Another book I re-read recently was Jerry Sittser’s “A Grace Disguised: How the Soul Grows Through Loss.” Jerry is a religion professor at Whitworth College and was my professor, mentor and friend during my four years at Whitworth. While I haven’t stayed in touch with many Whitworth folk, Jerry is the one who I always try to see when I’m in Spokane and has been a good friend to me ever since graduating. For those who don’t know about this book, it details Jerry’s personal journey through grief when his youngest daughter, wife and mother were all killed in a car accident.
As I re-read it, obviously, it was much more meaningful to me than when I was a freshman in college sitting around in small groups in class trying to think that I had any idea at all what grief felt like.
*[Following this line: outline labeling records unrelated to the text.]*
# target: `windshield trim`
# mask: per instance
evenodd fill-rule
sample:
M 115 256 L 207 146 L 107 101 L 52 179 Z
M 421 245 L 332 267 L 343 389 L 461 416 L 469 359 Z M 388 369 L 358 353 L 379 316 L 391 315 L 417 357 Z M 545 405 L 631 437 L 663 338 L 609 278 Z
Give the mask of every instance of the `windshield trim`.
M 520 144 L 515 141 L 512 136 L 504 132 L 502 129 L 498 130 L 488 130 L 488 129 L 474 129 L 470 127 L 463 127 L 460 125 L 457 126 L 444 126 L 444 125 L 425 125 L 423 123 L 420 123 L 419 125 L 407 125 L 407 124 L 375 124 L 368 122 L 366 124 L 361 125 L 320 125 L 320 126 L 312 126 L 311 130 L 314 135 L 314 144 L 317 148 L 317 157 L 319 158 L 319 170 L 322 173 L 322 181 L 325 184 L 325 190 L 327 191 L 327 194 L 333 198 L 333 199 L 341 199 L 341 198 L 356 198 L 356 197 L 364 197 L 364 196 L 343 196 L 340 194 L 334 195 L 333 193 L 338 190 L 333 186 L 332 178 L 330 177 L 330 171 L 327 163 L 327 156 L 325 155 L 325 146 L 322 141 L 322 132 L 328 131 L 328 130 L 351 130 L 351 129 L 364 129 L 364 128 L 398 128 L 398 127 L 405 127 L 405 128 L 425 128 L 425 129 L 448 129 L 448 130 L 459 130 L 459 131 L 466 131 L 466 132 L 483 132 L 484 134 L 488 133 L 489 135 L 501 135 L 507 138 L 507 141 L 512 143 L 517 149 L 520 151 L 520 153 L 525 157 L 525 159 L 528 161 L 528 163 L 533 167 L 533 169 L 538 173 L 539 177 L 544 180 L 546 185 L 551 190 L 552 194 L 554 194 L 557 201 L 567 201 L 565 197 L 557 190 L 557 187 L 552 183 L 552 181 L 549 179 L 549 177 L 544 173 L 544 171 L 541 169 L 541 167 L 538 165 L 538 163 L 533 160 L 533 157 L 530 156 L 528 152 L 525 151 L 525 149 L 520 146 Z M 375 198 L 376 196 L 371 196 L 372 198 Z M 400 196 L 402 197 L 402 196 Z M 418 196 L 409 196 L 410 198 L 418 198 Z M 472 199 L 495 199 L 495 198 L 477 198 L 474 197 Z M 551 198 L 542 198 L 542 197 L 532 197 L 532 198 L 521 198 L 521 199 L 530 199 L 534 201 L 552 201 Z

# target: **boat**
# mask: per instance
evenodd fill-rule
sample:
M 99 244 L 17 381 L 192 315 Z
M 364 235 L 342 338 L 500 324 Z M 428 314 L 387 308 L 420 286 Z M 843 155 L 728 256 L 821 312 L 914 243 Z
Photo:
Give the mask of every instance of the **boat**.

Granted, there were probably some freshman that had dealt with tragic loss in their lives by that point, but I hadn’t.
Something that Sarah and I have talked a lot about is about “integration” of loss and grief, rather than the idea of “moving on.” There are some books that address this issue, but I just wanted to share this quote from Jerry’s book:
“After three years, I continue to live in that tension. But there is a significant difference now. The sorrow I feel has not disappeared, but it has been integrated into my life as a painful part of a healthy whole. Initially, my loss was so overwhelming to me that it was the dominant emotion – sometimes the only emotion – I had…the sorrow I feel remains, but I have tried to create a landscape around the loss so that was once ugly is now an integral part of a larger, lovely whole.”
Obviously there are different phases of grief, and the immediacy of a loss will cause us to react certain ways. But I think the real journey and process of grief and loss is to figure out how to integrate it into our lives. I don’t know exactly what that looks like for us. I don’t know how exactly I am to integrate the loss of two twin boys into my life. But that is now part of my journey. I am a father. And my sons are dead. That is now part of my story, part of who I am. I cannot escape that.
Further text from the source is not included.